All you need to know about the recent ban on Paytm Payments Bank by RBI

RBI ban on Paytm Payments Bank: Paytm mat karo?

dhanak हिंदी में भी पढ़ें read-in-hindi

One97 Communications, famously known as Paytm, faced a major blow recently when the Reserve Bank of India (RBI) issued a circular prohibiting it from offering banking services. As a result, its stock plummeted around 36 per cent in just two days!

RBI's directive

The RBI banned Paytm from offering all forms of banking services due to issues of non-compliance and material supervisory concerns.

Effective February 29, Paytm Payments Bank will no longer be able to accept new users, and even the existing users will be unable to utilise Paytm wallets, Fastags, and mobility cards after this date. The ban extends to other banking services, such as the transfer of funds, UPI, and immediate payment services.
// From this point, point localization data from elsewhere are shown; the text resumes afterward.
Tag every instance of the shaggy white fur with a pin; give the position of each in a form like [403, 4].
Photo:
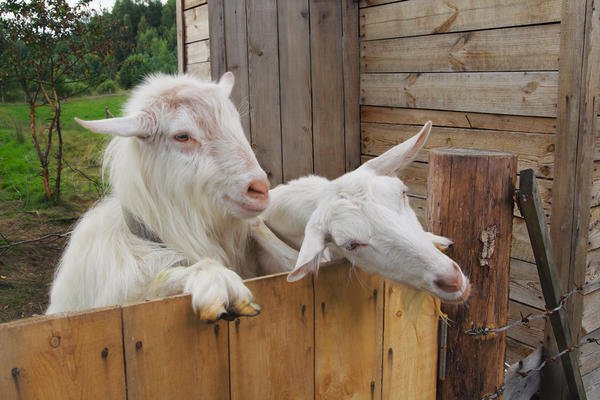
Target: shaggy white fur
[181, 166]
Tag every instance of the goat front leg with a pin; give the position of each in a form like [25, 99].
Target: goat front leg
[274, 254]
[217, 292]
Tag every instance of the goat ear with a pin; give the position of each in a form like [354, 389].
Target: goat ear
[311, 250]
[226, 82]
[401, 155]
[137, 125]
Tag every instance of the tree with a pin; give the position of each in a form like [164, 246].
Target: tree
[46, 45]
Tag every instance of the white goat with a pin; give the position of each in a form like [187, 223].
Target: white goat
[366, 217]
[184, 184]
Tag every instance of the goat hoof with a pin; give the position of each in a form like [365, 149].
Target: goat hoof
[213, 313]
[250, 309]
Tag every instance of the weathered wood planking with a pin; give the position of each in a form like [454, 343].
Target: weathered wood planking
[201, 70]
[195, 21]
[411, 322]
[529, 48]
[263, 78]
[187, 4]
[197, 52]
[454, 119]
[327, 88]
[272, 356]
[170, 353]
[534, 150]
[351, 70]
[462, 180]
[77, 357]
[514, 93]
[423, 17]
[295, 81]
[236, 54]
[348, 340]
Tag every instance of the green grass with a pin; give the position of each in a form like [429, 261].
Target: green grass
[20, 181]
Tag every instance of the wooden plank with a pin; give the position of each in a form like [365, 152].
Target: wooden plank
[195, 22]
[179, 22]
[530, 48]
[187, 4]
[533, 150]
[531, 208]
[424, 17]
[590, 320]
[589, 356]
[200, 70]
[294, 78]
[454, 119]
[531, 334]
[64, 356]
[272, 355]
[170, 353]
[236, 54]
[263, 78]
[578, 89]
[216, 27]
[411, 323]
[481, 184]
[197, 52]
[351, 71]
[525, 284]
[327, 88]
[514, 93]
[348, 333]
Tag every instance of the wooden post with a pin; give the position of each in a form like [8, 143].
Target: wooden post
[470, 200]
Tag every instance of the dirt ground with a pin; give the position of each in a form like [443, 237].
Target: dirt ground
[26, 269]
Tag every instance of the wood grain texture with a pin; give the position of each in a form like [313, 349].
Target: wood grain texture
[216, 28]
[454, 119]
[579, 87]
[180, 357]
[272, 355]
[424, 17]
[411, 322]
[197, 52]
[514, 93]
[351, 70]
[295, 81]
[462, 181]
[327, 88]
[534, 150]
[61, 357]
[348, 339]
[263, 78]
[195, 22]
[236, 54]
[529, 48]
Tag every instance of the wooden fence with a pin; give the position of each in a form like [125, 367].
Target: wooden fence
[345, 335]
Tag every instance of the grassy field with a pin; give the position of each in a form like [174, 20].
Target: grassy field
[26, 269]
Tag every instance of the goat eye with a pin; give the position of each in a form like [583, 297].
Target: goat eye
[182, 137]
[351, 245]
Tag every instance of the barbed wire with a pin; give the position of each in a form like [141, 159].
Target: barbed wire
[498, 392]
[526, 319]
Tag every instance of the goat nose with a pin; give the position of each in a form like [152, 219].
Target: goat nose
[451, 283]
[259, 190]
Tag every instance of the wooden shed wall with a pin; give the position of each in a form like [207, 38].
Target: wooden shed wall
[487, 74]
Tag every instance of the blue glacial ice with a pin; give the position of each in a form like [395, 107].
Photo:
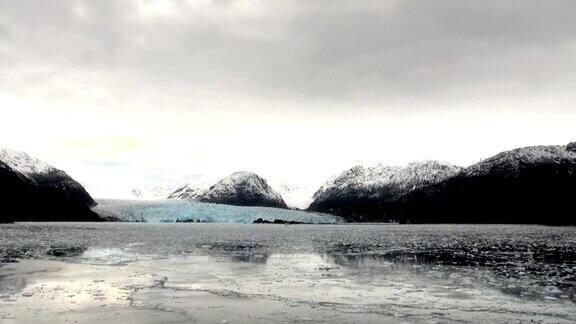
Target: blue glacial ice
[171, 210]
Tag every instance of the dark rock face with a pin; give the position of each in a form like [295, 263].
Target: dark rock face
[41, 194]
[532, 185]
[243, 189]
[361, 194]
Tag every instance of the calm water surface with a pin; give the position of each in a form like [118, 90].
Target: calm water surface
[445, 272]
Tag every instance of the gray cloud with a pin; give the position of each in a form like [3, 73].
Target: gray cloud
[371, 52]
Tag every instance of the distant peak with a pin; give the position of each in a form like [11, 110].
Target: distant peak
[24, 163]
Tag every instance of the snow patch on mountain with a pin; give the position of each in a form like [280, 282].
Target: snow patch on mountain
[511, 162]
[379, 180]
[243, 189]
[23, 163]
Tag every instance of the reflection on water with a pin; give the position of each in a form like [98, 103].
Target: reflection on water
[364, 269]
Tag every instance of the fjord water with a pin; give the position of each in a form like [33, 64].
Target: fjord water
[150, 272]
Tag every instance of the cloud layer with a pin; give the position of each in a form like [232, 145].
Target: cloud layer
[266, 79]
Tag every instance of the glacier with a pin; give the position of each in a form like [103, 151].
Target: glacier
[156, 211]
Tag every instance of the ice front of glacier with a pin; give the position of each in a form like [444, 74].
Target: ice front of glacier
[156, 211]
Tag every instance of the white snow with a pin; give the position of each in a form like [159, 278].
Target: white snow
[24, 163]
[374, 178]
[247, 180]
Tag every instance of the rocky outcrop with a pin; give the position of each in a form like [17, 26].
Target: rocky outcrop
[362, 193]
[531, 185]
[32, 190]
[243, 189]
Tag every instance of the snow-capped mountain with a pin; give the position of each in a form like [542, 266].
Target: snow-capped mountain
[31, 190]
[243, 189]
[361, 187]
[46, 175]
[530, 185]
[187, 192]
[23, 163]
[295, 196]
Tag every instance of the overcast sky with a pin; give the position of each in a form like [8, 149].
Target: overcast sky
[124, 92]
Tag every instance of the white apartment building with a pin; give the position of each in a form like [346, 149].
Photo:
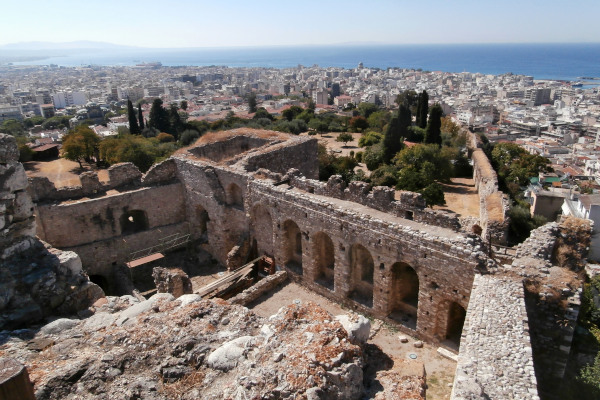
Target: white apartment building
[70, 98]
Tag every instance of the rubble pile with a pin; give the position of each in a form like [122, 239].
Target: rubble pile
[188, 348]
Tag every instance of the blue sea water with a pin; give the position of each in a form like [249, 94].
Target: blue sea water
[542, 61]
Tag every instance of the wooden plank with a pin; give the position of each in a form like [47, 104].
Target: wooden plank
[145, 260]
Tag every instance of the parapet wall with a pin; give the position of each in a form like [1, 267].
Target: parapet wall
[493, 204]
[122, 176]
[495, 359]
[410, 205]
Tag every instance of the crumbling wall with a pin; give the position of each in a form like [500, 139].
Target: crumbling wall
[35, 280]
[493, 204]
[298, 152]
[444, 261]
[94, 228]
[495, 359]
[123, 176]
[410, 205]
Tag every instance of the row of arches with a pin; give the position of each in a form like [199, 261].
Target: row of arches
[402, 284]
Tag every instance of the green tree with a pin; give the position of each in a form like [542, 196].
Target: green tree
[379, 119]
[358, 124]
[80, 144]
[252, 102]
[134, 129]
[422, 109]
[159, 117]
[12, 127]
[433, 133]
[140, 118]
[291, 113]
[344, 137]
[175, 123]
[263, 113]
[318, 125]
[373, 156]
[366, 109]
[369, 139]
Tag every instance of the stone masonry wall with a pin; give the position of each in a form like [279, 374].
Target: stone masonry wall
[410, 205]
[495, 359]
[493, 204]
[121, 176]
[93, 227]
[444, 262]
[35, 280]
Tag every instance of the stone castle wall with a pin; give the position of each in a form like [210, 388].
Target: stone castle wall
[493, 204]
[410, 205]
[35, 280]
[495, 359]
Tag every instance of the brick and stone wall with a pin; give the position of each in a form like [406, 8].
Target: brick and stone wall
[495, 359]
[493, 204]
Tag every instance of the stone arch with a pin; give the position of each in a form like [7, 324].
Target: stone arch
[404, 294]
[262, 230]
[454, 323]
[450, 321]
[362, 268]
[292, 246]
[202, 219]
[324, 258]
[133, 221]
[101, 281]
[235, 196]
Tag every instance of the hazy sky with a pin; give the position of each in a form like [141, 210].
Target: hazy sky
[189, 23]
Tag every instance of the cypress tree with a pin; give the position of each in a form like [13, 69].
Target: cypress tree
[159, 117]
[422, 109]
[433, 132]
[134, 129]
[141, 117]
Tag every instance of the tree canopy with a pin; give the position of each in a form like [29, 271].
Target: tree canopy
[80, 144]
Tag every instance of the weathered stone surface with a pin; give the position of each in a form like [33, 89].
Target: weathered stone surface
[9, 152]
[227, 356]
[357, 326]
[495, 351]
[124, 174]
[173, 350]
[129, 314]
[59, 326]
[172, 280]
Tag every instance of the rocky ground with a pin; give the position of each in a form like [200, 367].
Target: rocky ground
[187, 348]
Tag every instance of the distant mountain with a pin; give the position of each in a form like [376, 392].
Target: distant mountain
[80, 44]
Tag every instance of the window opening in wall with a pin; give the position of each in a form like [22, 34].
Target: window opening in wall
[133, 221]
[292, 246]
[361, 275]
[404, 295]
[324, 259]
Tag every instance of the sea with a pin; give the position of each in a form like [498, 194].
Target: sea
[568, 62]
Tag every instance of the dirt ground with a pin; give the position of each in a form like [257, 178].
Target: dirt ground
[439, 370]
[461, 198]
[62, 172]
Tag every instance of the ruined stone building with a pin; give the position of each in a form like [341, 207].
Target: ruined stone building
[245, 193]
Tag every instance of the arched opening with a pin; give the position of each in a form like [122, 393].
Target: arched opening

However, withdrawals will be possible.

Repeated violations

This is not the first time Paytm has flouted regulatory guidelines.

In June 2018, an RBI audit prohibited Paytm Payments Bank to onboard new customers due to KYC process issues.

Further, RBI had also imposed a penalty of Rs 1 crore in October 2021 and Rs 5 crore in October 2023 for misrepresentation and non-compliance with licensing guidelines and cybersecurity measures.

In March 2022, the bank was again directed to cease onboarding immediately due to continued non-compliance issues.

In November 2023, RBI instructed banks and NBFCs to increase the risk weightage on consumer credit by 25 percentage points to 125 per cent. As a result, Paytm had to halt its 'buy now, pay later' services and reduce its loan exposure below Rs 50,000.

Business impact

This directive by RBI will significantly impact Paytm's revenue and profitability. It will disrupt its loan disbursal process and significantly affect its operation. Additionally, merchant relations have to be revised, and the integrated services (that were Paytm's key attractions) will have to be suspended as point-of-sale services, wallets, UPI, and other services are linked with Paytm Payments Bank.

In a worst-case scenario, the revenue could drop up to 30 per cent to Rs 7,032 crore since the entire merchant transactions base is treading on thin ice. As per management, the EBITDA (earnings before interest, taxes, depreciation, and amortisation) could fall between Rs 300 - 500 crore. This could increase the company's EBITDA-based losses by 37-62 per cent.

Investors corner

Paytm was already in the bad books of many investors due to its inconsistent cash flow and loss-making nature. The reliance on its payments bank as a growth driver is now in jeopardy.

Investors who bought Paytm shares in the IPO would have faced a 77 per cent loss to date.

Despite the management's intentions to address this issue, it is clear that there will be a substantial impact on the company's operations. With the loss of its primary growth driver, the future of Paytm appears bleak.

Investors may be tempted to buy Paytm now as it appears to be available 'cheap', but they must remember that it is a loss-making, cash-burning, and, now, a growth driver-less company.